Почувствуйте разницу. Как всё сразу материализовалось-то. Накладная коса, штопаная кофточка, кряхтение и пердение. Это твой интеллигент, Родина. Он так тебя видит, слышит, обоняет.

У того же чубзика, кстати, дальше три поста про колготки и почему в интеллигентных домах обувь не снимали – “советский человек был лишён прайвеси, и а интеллигенты не принуждали друг друга к коллективистским тапкам”.

…А мы, быдло, описываем мир так, будто он один, общий для всех людей. Для нас обои всего лишь обои, а котлеты всего лишь котлеты одинаково в Самаре и Берлине. А режиссёр И. Бергман для нас такой же живой рассказчик, как С. Бондарчук – первого мы не превращаем в астральную сущность, второго мысленно не обряжаем в тапки, спецпаёк и волгу с занавесочками. Мы возмутительно терпимо относимся к жратве и бытовухе, они нам не мешают любоваться Врубелем, Гогеном и закатом. Для нас состояние уборных в Версале и Петергофе – это одно, а Пуссен и Куинджи – это другое.

Из-за этого мы всё время забываем, где нужно ныть, а где воспарять. Быдло может написать статью про “Гамлета” Козинцева, ни разу не упомянув перловку и перманент, – а интеллигент не может. Зато интеллигент, когда смотрит какую-нибудь пальмоносную порнушку вроде “жизни Адель”, видит там сплошь Нарушения Табу, Страстность и Фактурность, а не как быдло – непрерывно что-то едящих и долго совокупляющихся крашеных лесби.

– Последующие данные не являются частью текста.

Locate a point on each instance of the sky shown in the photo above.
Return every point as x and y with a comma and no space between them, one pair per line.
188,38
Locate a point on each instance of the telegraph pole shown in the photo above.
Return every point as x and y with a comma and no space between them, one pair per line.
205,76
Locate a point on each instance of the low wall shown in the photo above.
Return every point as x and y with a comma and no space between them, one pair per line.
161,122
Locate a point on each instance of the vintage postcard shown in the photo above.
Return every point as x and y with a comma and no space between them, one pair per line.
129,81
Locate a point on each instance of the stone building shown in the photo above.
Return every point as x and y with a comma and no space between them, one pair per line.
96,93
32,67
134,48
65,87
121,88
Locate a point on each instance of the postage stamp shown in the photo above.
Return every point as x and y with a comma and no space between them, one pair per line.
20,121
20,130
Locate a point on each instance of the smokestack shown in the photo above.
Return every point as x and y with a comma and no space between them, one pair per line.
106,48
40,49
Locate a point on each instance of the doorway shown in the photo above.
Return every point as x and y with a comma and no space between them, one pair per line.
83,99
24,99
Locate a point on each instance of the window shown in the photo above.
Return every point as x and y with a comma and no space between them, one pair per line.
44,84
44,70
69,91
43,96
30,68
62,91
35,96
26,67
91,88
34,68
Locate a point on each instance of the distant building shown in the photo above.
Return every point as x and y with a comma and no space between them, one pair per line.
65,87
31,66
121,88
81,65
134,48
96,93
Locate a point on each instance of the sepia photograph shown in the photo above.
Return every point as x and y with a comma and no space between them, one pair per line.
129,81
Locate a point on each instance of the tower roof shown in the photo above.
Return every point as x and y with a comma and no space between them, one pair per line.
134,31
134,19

…Я сейчас вспомнил всю эту политэкономию для того, чтобы мы глубже окунулись в страшный мир «Гаража»:

Итак, на дворе – последний год перед объявленным некогда, но явно не собирающимся наступать коммунизмом. В магазинах дефицит, наиболее честолюбивая часть граждан охотится за «Вранглером» (по нынешним ценам – где-то по 120 тыс. руб. за пару штанов), а учёные-зоологи рвут друг дружку на части из-за гаражей для частных своих, непосильным трудом нажитых автомобилей. И поверх всего этого несутся возвышенные идеологемы. Ибо где реализм заменяется магией – там немедленно возникает сословие колдунов, ловко решающих свои проблемы за счёт веры и покорности сограждан.

Самые мучительные минуты жуткой водевильной склоки «Гаража», конечно, – это минуты, когда замутившие свой маленький бизнес руководители (гаражного кооператива, института, соседнего рынка) начинают, выкручивая руки и нагибая пайщиков, говорить пафосным языком и апеллировать к высоким ценностям.

«Это у вас частнособственнические инстинкты», – давят они обиженных, получив взятку от блатных.

«В Париже все командировочные я потратила на научные книги» – говорят они, отобрав у безответных сотрудников командировку и прикупив себе аудиотехники.

«Вы позорите имя института», – упрекают они тех, кто воспротивился их простенькой штеле.

«Вы мешаете общему делу! Ваши гаражи снесут, и по широким проспектам будут ездить автобусы и троллейбусы!» – шипят они, выброшенные из числа пайщиков.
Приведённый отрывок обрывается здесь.